Should the Justice Department and FCC's move to block this deal have surprised anyone? The bigger surprise should be that so many people thought the deal would simply get regulators' all-too-frequent wink and nod.
Early in its term, the Obama administration improved consumer protection directly with the creation of the Consumer Financial Protection Bureau. Though a little slower in coming together, its recent moves to block anti-competitive telecom mergers and impose Title II oversight over broadband Internet providers to protect the principle of net neutrality are a welcome addition to that record.

The FCC's Wheeler clearly merits much of the credit.  In February 2014, I wrote about reasons regulators should block the Comcast-TWC deal despite Comcast exec David L. Cohen's argument that there would be no harm because cable companies like Comcast and Time Warner didn't actually compete with each either. As I wrote then, that argument was an ironic illustration of the problem: Cable companies, largely deregulated over the last two decades, essentially divvy up the market. They're monopoly or duopoly providers virtually everywhere they do business.

Back then - before Wheeler showed he was no dingo on the net neutrality issue - I suggested a bit wistfully that "maybe this time, the FCC will grow a little more spine."

Wheeler did even better. He showed his teeth, but on behalf of customers, not to protect the cable companies he once represented.

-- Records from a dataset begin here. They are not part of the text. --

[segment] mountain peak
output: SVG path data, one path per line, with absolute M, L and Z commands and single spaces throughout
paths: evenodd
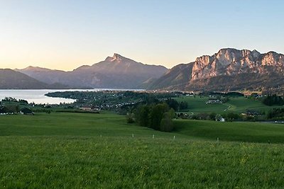
M 108 62 L 114 62 L 114 61 L 117 61 L 117 62 L 121 62 L 123 59 L 125 59 L 123 56 L 120 55 L 119 54 L 114 53 L 114 56 L 112 57 L 107 57 L 105 59 L 105 61 Z

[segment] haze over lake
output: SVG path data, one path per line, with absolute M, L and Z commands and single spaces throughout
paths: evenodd
M 63 98 L 48 97 L 45 94 L 56 91 L 129 91 L 129 89 L 114 89 L 114 88 L 94 88 L 94 89 L 44 89 L 44 90 L 0 90 L 0 101 L 5 97 L 12 97 L 17 100 L 23 99 L 28 103 L 35 103 L 37 104 L 60 104 L 72 103 L 75 101 L 74 99 L 67 99 Z M 141 91 L 141 89 L 131 89 L 131 91 Z

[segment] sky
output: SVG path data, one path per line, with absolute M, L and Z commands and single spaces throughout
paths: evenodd
M 284 53 L 280 0 L 0 0 L 0 68 L 72 70 L 118 53 L 171 68 L 219 49 Z

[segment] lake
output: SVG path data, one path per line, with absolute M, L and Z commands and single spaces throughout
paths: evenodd
M 35 103 L 37 104 L 60 104 L 71 103 L 75 101 L 74 99 L 53 98 L 45 96 L 48 93 L 56 91 L 143 91 L 141 89 L 111 89 L 111 88 L 95 88 L 95 89 L 45 89 L 45 90 L 0 90 L 0 101 L 5 97 L 12 97 L 16 99 L 23 99 L 28 103 Z

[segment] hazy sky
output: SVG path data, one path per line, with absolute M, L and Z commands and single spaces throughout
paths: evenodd
M 284 53 L 281 0 L 0 0 L 0 68 L 72 70 L 114 52 L 168 68 L 220 48 Z

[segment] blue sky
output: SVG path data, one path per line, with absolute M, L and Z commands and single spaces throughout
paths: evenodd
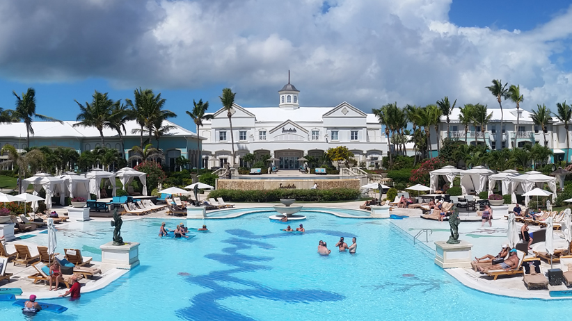
M 520 84 L 529 110 L 572 92 L 564 1 L 120 2 L 0 3 L 0 107 L 33 87 L 38 113 L 74 120 L 74 99 L 132 98 L 141 86 L 194 129 L 193 99 L 214 112 L 230 87 L 239 104 L 276 106 L 289 69 L 303 106 L 368 113 L 445 95 L 494 106 L 484 89 L 493 78 Z

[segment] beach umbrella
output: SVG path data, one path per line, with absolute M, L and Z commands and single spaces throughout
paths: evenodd
M 546 223 L 546 240 L 544 241 L 546 247 L 546 253 L 550 254 L 550 269 L 552 269 L 552 255 L 554 254 L 554 231 L 553 228 L 552 217 L 548 217 L 544 221 Z
M 518 238 L 518 230 L 516 228 L 516 220 L 514 213 L 509 214 L 509 229 L 507 231 L 509 237 L 509 247 L 514 249 L 516 243 L 520 240 Z

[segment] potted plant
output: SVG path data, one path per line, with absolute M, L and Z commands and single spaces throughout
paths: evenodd
M 72 207 L 84 207 L 86 206 L 86 199 L 84 197 L 74 197 L 72 199 Z
M 10 215 L 12 214 L 8 208 L 0 208 L 0 224 L 8 224 L 12 222 Z
M 488 195 L 488 203 L 494 206 L 500 206 L 505 203 L 505 199 L 502 198 L 502 195 L 491 194 Z

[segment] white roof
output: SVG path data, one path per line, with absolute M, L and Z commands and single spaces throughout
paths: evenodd
M 167 136 L 192 136 L 196 137 L 196 134 L 191 131 L 185 129 L 168 120 L 164 121 L 166 124 L 175 126 L 176 128 L 170 131 L 166 135 Z M 34 134 L 30 137 L 35 138 L 61 138 L 61 137 L 83 137 L 83 138 L 100 138 L 100 131 L 95 127 L 74 127 L 74 124 L 77 122 L 64 121 L 63 124 L 58 122 L 34 122 L 32 123 L 32 128 Z M 132 133 L 134 129 L 141 129 L 134 120 L 129 120 L 125 123 L 126 133 L 125 137 L 139 137 L 138 134 Z M 26 124 L 23 122 L 15 122 L 0 126 L 0 137 L 26 137 Z M 116 137 L 117 132 L 113 129 L 104 128 L 103 135 L 105 137 Z

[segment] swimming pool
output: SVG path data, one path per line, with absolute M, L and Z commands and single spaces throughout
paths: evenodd
M 50 300 L 69 310 L 42 312 L 34 320 L 440 320 L 495 311 L 514 320 L 540 311 L 544 318 L 562 318 L 561 302 L 498 297 L 462 286 L 391 220 L 308 212 L 307 233 L 293 234 L 279 231 L 284 225 L 267 214 L 205 220 L 211 231 L 189 240 L 157 238 L 160 220 L 124 222 L 125 240 L 141 243 L 141 265 L 79 301 Z M 168 220 L 168 228 L 175 222 Z M 111 236 L 109 222 L 73 223 L 58 232 L 58 250 L 77 247 L 100 260 L 98 247 Z M 333 247 L 342 236 L 349 243 L 357 236 L 356 255 Z M 33 238 L 47 242 L 45 234 Z M 319 240 L 328 242 L 330 256 L 316 253 Z M 0 315 L 27 320 L 10 302 L 0 302 Z

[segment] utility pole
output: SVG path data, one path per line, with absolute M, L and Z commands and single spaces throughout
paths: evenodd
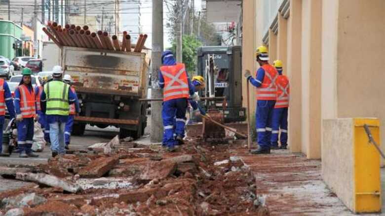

Twice now, Wheeler has impressively dodged the lure of the crony capitalism that often seems to infect Washington, statehouses and city halls - no matter which party runs them - when it comes to regulating big, powerful and well-connected companies like Comcast and Time Warner, though he's been helped by the fact that cable companies have thrown their weight around for years against content owners and Internet companies, some of them behemoths in their own right but all heavily reliant for their business on cable companies' networks. The crony-capitalism problem has been repeatedly illustrated in Comcast's relationship with its home town, though there are signs Mayor Nutter may be resisting it better than his predecessors.

Instead, Wheeler showed how aggressive, enforcement of antitrust laws and telecommunications laws can empower regulators to protect the public's interests. Let's hope Nutter and City Council follow his lead.